Jay Taylor's notes

Secret Weblog • Succinct data structures

Original source (blog.startifact.com)

Tags: search indexing data-structures computer-science rust bitsets wavelet-matrix fm-index in-memory blog.startifact.com

Clipped on: 2025-03-07

Secret Weblog

Succinct data structures

By Martijn Faassen
2025-02-28
Tags:
computer science,
xml,
rust

Introduction

A few months ago, searching for ideas on how to make some code faster, I found myself reading a bunch of computer science papers. I don't pretend to be good at this - but I don't mind some confusion or being overwhelmed, and I'm okay to admit my ignorance. ¹. I ran into this 15 year old paper ² that introduced several concepts entirely new to me. I struggled to understand them.

So what do you do then? You look for more papers to help explain things. This is a risky endeavor, because they might confuse you even more, but it cannot be avoided. I discovered a paper for a relevant data structure that mentioned source code on a website. The source code was in C++ and I am working in Rust, but I figured I'd take a look anyway. But when I went to the website the resource wasn't there. So I mailed the owner of the website, who happened to be a computer science professor.

This professor (Gonzalo Navarro) was very friendly and immediately mailed me back ³ ⁴. Only during our conversation did I realize I was seeing his name on a lot of papers in the field. Turned out I had stumbled into talking to one of the world experts in the field of succinct data strucures, within a few days of my discovery they even existed. Ignorance can bring you far.

So what are succinct data structures? If you've taken computer science courses in recent decades you might have, but I didn't run into them before as a programmer, or if I did, I immediately forgot. But now I think they're data structures with fascinating properties.

We all use arrays, and hashmaps ⁵, and various trees are common too. We don't have to fully understand how they work in order to be able to leverage their properties effectively. Now I found msyelf wondering why people don't use these succinct data structures more often.

So I figured I'd talk a bit about them.

Succinct Data Structures

To introduce succinct data structures it's useful to compare them to compression.
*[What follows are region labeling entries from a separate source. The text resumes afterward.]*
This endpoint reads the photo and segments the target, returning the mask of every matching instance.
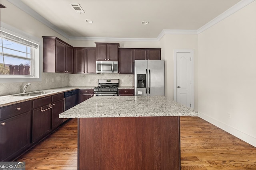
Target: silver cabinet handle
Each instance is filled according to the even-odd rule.
[[[114,62],[112,63],[112,72],[114,72]]]
[[[44,112],[45,111],[46,111],[47,110],[48,110],[50,109],[51,109],[52,107],[52,105],[51,104],[49,104],[49,108],[48,108],[48,109],[46,109],[45,110],[43,110],[43,107],[42,106],[41,107],[41,111],[42,111],[42,112]]]

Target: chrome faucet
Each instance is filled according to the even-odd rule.
[[[26,93],[26,90],[27,90],[27,88],[28,86],[30,86],[31,85],[31,83],[28,83],[23,87],[23,93]]]

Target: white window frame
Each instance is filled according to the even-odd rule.
[[[1,23],[1,30],[10,34],[13,35],[27,41],[38,45],[39,55],[37,57],[34,59],[34,76],[24,76],[21,77],[20,75],[9,76],[8,77],[0,76],[0,83],[12,83],[28,82],[38,82],[42,80],[42,40],[32,35],[25,33],[16,28],[10,26],[7,24]]]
You use compression to shrink the size required to represent this data. Compression can be useful to save disk space, or transmit less data over the network, or to save memory. But to do anything useful with compressed data, such as access it or query it, you first need to uncompress it again. Then afterwards if you want to save space, you need to compress it again.

Succinct data structures are different: they store their content in a compact fashion like compression, but the compact form of the data has useful properties. You can still use it!
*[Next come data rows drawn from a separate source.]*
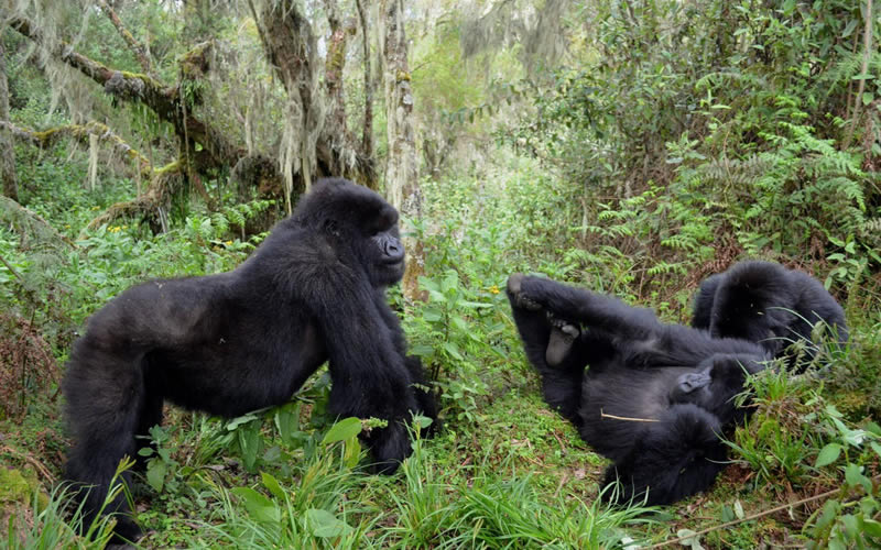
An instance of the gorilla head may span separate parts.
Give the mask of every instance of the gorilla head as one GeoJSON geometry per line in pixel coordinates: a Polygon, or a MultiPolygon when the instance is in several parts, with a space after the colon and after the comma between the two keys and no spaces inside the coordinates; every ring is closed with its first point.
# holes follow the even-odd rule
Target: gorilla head
{"type": "MultiPolygon", "coordinates": [[[[404,270],[396,223],[376,193],[322,180],[235,271],[144,283],[96,312],[63,383],[75,440],[66,477],[93,487],[86,527],[166,400],[235,417],[290,399],[325,361],[328,411],[388,420],[363,440],[374,469],[394,471],[410,454],[405,422],[436,417],[385,302],[404,270]]],[[[119,513],[119,538],[140,536],[121,496],[105,513],[119,513]]]]}

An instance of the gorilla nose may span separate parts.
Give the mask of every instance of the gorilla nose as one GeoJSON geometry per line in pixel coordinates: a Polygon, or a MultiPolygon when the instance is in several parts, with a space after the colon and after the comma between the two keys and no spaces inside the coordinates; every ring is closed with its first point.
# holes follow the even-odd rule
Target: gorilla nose
{"type": "Polygon", "coordinates": [[[404,245],[400,241],[385,241],[385,256],[398,262],[404,257],[404,245]]]}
This is a field that seems to have emerged in computer science relatively recently; many of the important data structures were invented in the last 25 years.

In this article I going to give a tour of some of the succinct data structures I have run into. I do not claim any expertise in this area at all - I only have the vaguest notion of how many of these data structures work. Heck, I only discovered they existed a few months ago! But as I said, you don't need to know how they work in order to use them.

Rust

In systems programming one cares more about the particular characteristics (memory, performance) of data structures than usual. It strikes me there are quite a few potential applications for them in this field. Much of the original research work with compact data structures was done with C++. I myself like to use Rust for my systems programming, so I looked for implementations in Rust. I'm going to share what I found in the hopes other developers who use Rust find them interesting. But the general overview is not limited to Rust in any way, so if you're not interested in Rust I invite you to read on as well.

Bit Vectors

Consider a vector (array) of bits. For instance [0, 1, 0, 1, 1, 0, 1, 0]

What I'm going to say is pretty obvious, but I think it's useful to highlight anyway. The bit vector above is 8 entries long. This means it fits into a single byte of memory.

On a 64 bit computer, 64 bits fit in a single native integer. That's a bit vector of 64 entries fitting inside 8 bytes, which is quite a lot if you consider that a normal array takes that many bytes for a single integer value. Even a bool in Rust takes a byte of storage.

Bit vectors themselves aren't succinct data structures. In the end computer memory is a giant array of bits. But succinct data structures try to make every bit count.

It's also important to note that a data structure might present itself as a bit vector but actually stores the information inside in some special way that makes certain operations fast. That's what we're going to see next.

Rank/Select Bit Vector

The rank/select bit vector is a core succinct data structure that many others are built on. When I was hunting for source code I had only just realized that these weren't just plain bit vectors but supported special operations, rank and select.

Let's look at our bit vector from before: [0, 1, 0, 1, 1, 0, 1, 0].

We give each entry an index (from 0 to 8, not inclusive).

The rank operation, given an index, counts how many bits have been set before it in the array:

So, rank(0) is 0 as no bits have been set at this position yet, rank(1) is 1, rank(2) is 1 as well (there's a 0 in that location, so no more bits have been set). rank(3) is 2. rank(7) is 4.

The select operation is the inverse of rank. You can give it a rank and get the index where that bit was set.

So select(1) is 1, select(2) is 3, select(3) is 4, and select(4) is 6. Just the subsequent indexes where you see a 1.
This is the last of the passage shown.